A menudo recordaba cómo
había comenzado todo y cómo había seguido: Las hambrunas, los gritos, la rabia,
la miseria y la desesperanza. El movimiento, las ganas, la organización, los
puños, la tierra. Las redadas, las selvas, los fugitivos, la represión, la
captura, el apresamiento, las muertes. Nada le hubiera hecho sentirse mejor que
tener noticias de sus compañeros y de cómo había resultado el asalto al Palacio:
¿Lo habían logrado?, ¿se habían infiltrado hasta la habitación del Coronel?,
¿le habían matado?, ¿siquiera se habrían acercado?, ¿O por el contrario, los
habían capturado y matado a todos?...
El último de los días,
la puerta se abrió, y entró uno de los custodios. Lo levantó de su esquina
violentamente y lo sacó de la celda. Lo condujo por un pasillo largo, hasta que
llegaron a una puerta que daba hacia el exterior, que a juzgar por lo poco que
se veía, parecía un patio. Le quitaron los grilletes de los tobillos y las
esposas. El guardia le preguntó si quería tener noticias de sus compañeros, y
le dijo que pronto las iba a tener. Abrió la puerta y salieron a un patio muy
grande, con un patíbulo en la esquina. Levantó un poco la vista; en una de las
ventanas, el Coronel lo miraba. Había
algo de burla en su cara. La operación había fallado. Todos los Sargentos y
altos mandos, lo miraron al pasar, con una sonrisa irónica en la cara. Él no
los miró: Posó su mirada en su pecho, en el lugar donde había recibido esa primera
bala, aquella bala que casi lo mata, aquel día en que renunció a la vida fácil.

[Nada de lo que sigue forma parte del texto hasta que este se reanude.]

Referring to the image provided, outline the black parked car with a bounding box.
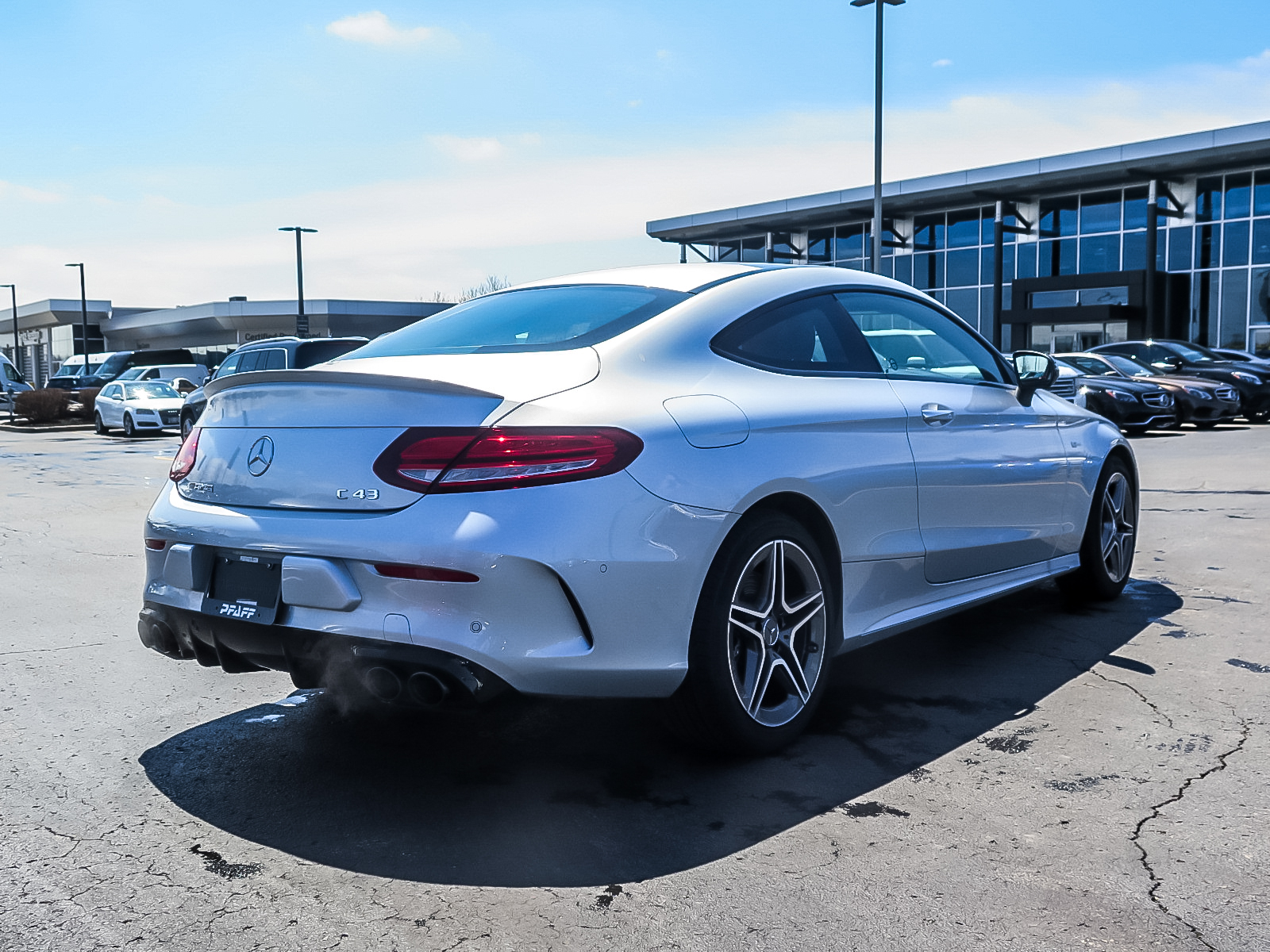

Al llegar al patíbulo, el custodio le dijo: ahí están tus noticias. Él levantó
la cabeza: colgando, con los cuellos rotos, yacían sus compañeros. Todos y cada
uno, tal como se los imaginó en sus peores delirios. Ahora él aceptaba su
último destino, quizás el único final posible, aunque nunca hubieran querido
aceptarlo; el final al que le habían conducido la batalla, la lucha y la
esperanza: una soga abrazando su cuello.
Antes que el verdugo
jalara la palanca, él cerró los ojos y recordó irónicamente, la única cosa que
había escuchado a través de la ventanita durante los últimos días y que tanto
había maldecido antes: Las olas del mar.